Так же конечна и история, если считать историей летосчисление того же календаря. С удивлением и радостью пишет Гоголь свои письма из Рима, выставляя на них не время XIX века, а какое-то более глубокое время: «Рим, м-ц апрель, год 2588-й от основания города». Он как бы хочет продлить настоящий день, продлить его еще далее в прошлое, вытянуть настоящую минуту во всю длину ее исторической неограниченности. Из этого далека смотрит он на пролетающий миг. Из него возникает и эпический ритм «Мертвых душ», и плавно текущая гоголевская строка, которая, кажется, противится рассечению, отсечению, точке и паузе.

И он считал себя историком в двадцать два года! Он силился охватить эту громаду смысла, не пожив еще нисколько, не повидав света и не рассмотрев хорошенько собственной души! Нет, недаром Пушкин сделал своего Пимена старцем. И Нестор был стариком, когда писал свою летопись. Он же, Гоголь, мчался вперед, как мчится бричка Чичикова, не задавая себе вопроса: куда и зачем? Теперь он стал оглядчив и нетороплив — впрочем, и ранее, когда его заносило, трезвость и ум шептали ему: погоди. А сейчас тем более.

Любимые словечки Гоголя той поры — надо все обтолковать, обговорить, обдумать как следует, Об-толковать, об-говорить, об-думать... Гоголь любит обойти предмет со всех сторон, обсмотреть его внимательно, присмотреться, взять в расчет большее число резонов. Две природы — хлестаковская и собакевичская — как бы соединяются в нем. Один любит все на фу-фу, пустить пыль в глаза, пройтись гоголем, проскакать гоголем, другой не спеша считает денежки и медленно ворочает мозгами, обходя в размышлении предмет. Зато и строит Собакевич надолго — неуклюже, но крепко — никаким ветрам не сломать, никаким дождям не источить. Как-то Гоголь признался А. А. Иванову с горечью: «русские лишены от природы база, на котором можно было бы все безопасно ставить и строить». Вот его центральная идея тех лет! Ставить и строить. Ибезопасно, так, чтобы стояло на века. Но как строить, когда в голове «фай — посвистывает»! Когда французский легкий дух уже налетел на умы и закружил головы, когда все грезят Францией, бредят Францией, ее правом говорить все, что ей вздумается. Русскому дай эту свободу — так он пойдет в кабак...

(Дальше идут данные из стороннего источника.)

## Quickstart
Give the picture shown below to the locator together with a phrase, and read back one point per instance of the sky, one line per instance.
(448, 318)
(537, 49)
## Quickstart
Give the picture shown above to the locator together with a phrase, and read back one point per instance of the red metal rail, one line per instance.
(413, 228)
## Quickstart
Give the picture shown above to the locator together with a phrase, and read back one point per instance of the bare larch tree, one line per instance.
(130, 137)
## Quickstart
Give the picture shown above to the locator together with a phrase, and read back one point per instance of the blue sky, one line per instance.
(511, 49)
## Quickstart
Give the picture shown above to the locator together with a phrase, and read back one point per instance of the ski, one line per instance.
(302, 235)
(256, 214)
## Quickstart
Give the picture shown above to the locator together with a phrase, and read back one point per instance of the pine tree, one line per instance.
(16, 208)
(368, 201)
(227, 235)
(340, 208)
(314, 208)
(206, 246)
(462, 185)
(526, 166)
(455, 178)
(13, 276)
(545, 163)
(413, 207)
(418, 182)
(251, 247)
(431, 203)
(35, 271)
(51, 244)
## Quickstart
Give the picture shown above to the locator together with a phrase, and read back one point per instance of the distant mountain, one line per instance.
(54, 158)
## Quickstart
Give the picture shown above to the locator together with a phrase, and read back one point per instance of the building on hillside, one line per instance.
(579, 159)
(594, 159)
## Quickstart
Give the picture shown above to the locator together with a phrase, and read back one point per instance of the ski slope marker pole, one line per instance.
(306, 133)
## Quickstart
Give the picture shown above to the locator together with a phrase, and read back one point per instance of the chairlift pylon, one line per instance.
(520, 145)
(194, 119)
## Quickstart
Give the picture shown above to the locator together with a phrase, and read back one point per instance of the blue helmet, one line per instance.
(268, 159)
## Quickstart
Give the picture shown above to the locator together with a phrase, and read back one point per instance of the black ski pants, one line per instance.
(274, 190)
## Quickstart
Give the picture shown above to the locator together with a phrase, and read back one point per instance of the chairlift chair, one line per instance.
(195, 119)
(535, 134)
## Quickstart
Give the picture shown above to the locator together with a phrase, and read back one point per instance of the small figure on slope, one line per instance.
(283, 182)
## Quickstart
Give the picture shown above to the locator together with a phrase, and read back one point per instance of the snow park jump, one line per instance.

Со всеми этими мыслями и с «Римом», «Мертвыми душами» и начатою «Шинелью» и прибывает Гоголь на исходе 1841 года в Россию. Он едет морем, через Петербург, но не задерживается в столице надолго, ибо спешит в любезную ему Москву, где ждут его переписчики, друзья и, как он надеется, благосклонное внимание цензуры. Он вновь поселяется в доме у Погодина и тут же переправляет рукопись «Мертвых душ» в Московский цензурный комитет. Время выбрано удачное, и если рукопись начнут сразу печатать, то ее успеют до лета раскупить книгопродавцы, а за ними и читатели. И критика, у которой тоже есть свои каникулы, успеет на нее откликнуться. К тому же в Москве печатанье обойдется ему дешевле, а он — великий должник. (Всего его долги к тому времени составляют 17400 рублей, из них 7500 он должен Погодину.)

Но то, что хорошо в расчетах, всегда спотыкается на деле. Московская цензура несколько онемела перед тем, что ей дали на рассмотрение. Необычным было все: и жанр сочинения, и материал его, и само название. Цензор И. М. Снегирев (профессор Московского университета) быстро прочитал и доложил, что ничего недозволенного нет. Но тут стал читать помощник попечителя Московского учебного округа Д. П. Голохвастов, и по Москве пошли толки. Очень быстро добрались они до дома на Девичьем поле, смутив покой Гоголя и его хорошее настроение.